I think I get more PM's about my avatar than anything else. For the record, yes it's me.  I'm a nurse and this was from a series of shots I took of myself last June...

Thanks again !!! Just give me two more months and I should have another thousand posts under my belt.

 Tracie


----------



## Coppers

Nice one RocketGirl, I've enjoyed some of our cross-Atlantic discussions and debates


----------



## RocketGirl

Me too Coppers ! Thanks.


----------



## KaRiNe_Fr

Toujours helpful c'est un real plaisir de te lire here. 
Continue like this, c'est vraiment perfect!


----------



## Nicomon

From one fellow Canadian to another...

Bravo RocketGirl ! 

I better get moovin'... if you keep up that lightning speed, chances are you'll reach the 2K anniversary before I do. 

In addition to Geve's petit rocher, I have for you... a few rolls of rockets candy


----------



## RocketGirl

Karine, très nice de you to say, mais c'est you qui helps moi more souvent que the other way around, je crois !

Nicomon, I'm waving at you from Alberta.  Can you see me ?  I'm the one with the scalpel in one hand and the candy in the other.  I'll race you to 2000 !


----------



## 94kittycat

Hi, RocketGirl, fellow Albertan and Canadian, it's weird to think that we only live 3 hours apart...

You rock! You're always so nice to me, even though I'm an Oilers fan!!! (For all those non NHL hockey fans out there... the rivalry between the Calgary and Edmonton teams is a big one and there is usually quite a bit of hostility in between the fans...  )

No, I'm not going to do anything about my avatar  , sorry... 

Keep rocketing around and putting up all those posts!


----------



## RocketGirl

Well thanks kittycat... 

Considering just how enormous our country is, we do live awfully close. However, I'm afraid that you and I can never truly become good friends until you do something about that avatar. Might I suggest trading in the oil for something with a little more heat ? I guarantee you won't regret it.

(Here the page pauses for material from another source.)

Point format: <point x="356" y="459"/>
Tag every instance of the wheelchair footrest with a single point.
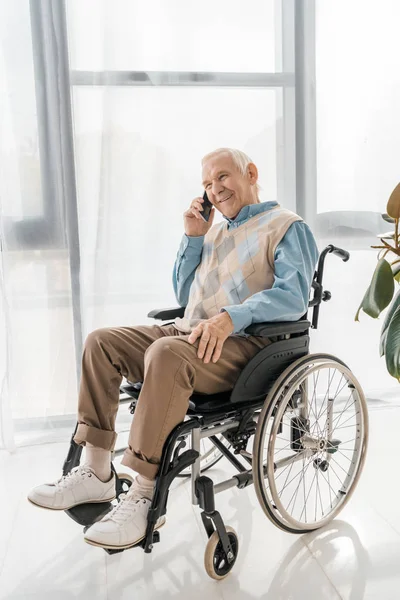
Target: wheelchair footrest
<point x="87" y="514"/>
<point x="156" y="538"/>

[Oh, and many thanks to DearPrudence, my all knowing WR guide, who has shown me the ways of the link...]


----------



## i heart queso

Hey RocketGirl, congratulations! Whenever I wander through the French-English forum (which isn't tooooo often) I always find you supplying knowledge!  Keep it up all the way from Calgary!! Hopefully the chinooks are finding you well enough.   Félicitations!!


----------



## RocketGirl

Why thanks i heart queso !  Nice of you to drop in to our French-English forum once in a while... next time why don't you stay a while ? 

And yes, the chinooks are wonderful, thanks


----------



## Punky Zoé

_Welcome to the first K club RocketGirl !  

I'm as fast as a snail, to celebrate your 1 000 posts ..., will you forgive me ?

Sorry Zoé
_


----------



## .   1

I like the intellectual play on RocketScientist and the association with the careful sterility required with such procedures was what I saw on the avatar.
Now I have you pictured as the nurse on a rocket ship. Still not too shabby.

Robert
H.A.L. was one letter cubed smarter than I.B.M.


----------



## JamesM

Hey there, Rocketgirl!  Belated congratulations!  Thanks for all the help you give en français et an anglais. Merci toujours!

- James


----------



## RocketGirl

Ah, Punky... tu sais bien que je ne pourrais jamais être fachée contre toi... you are officially forgiven.  And pardon my tardiness in forgiving you 

*.,,* you've nearly figured me out... _nearly_...

Et merci à toi James.  Toujours un plaisir de te voir sur les forums anglais et français.


----------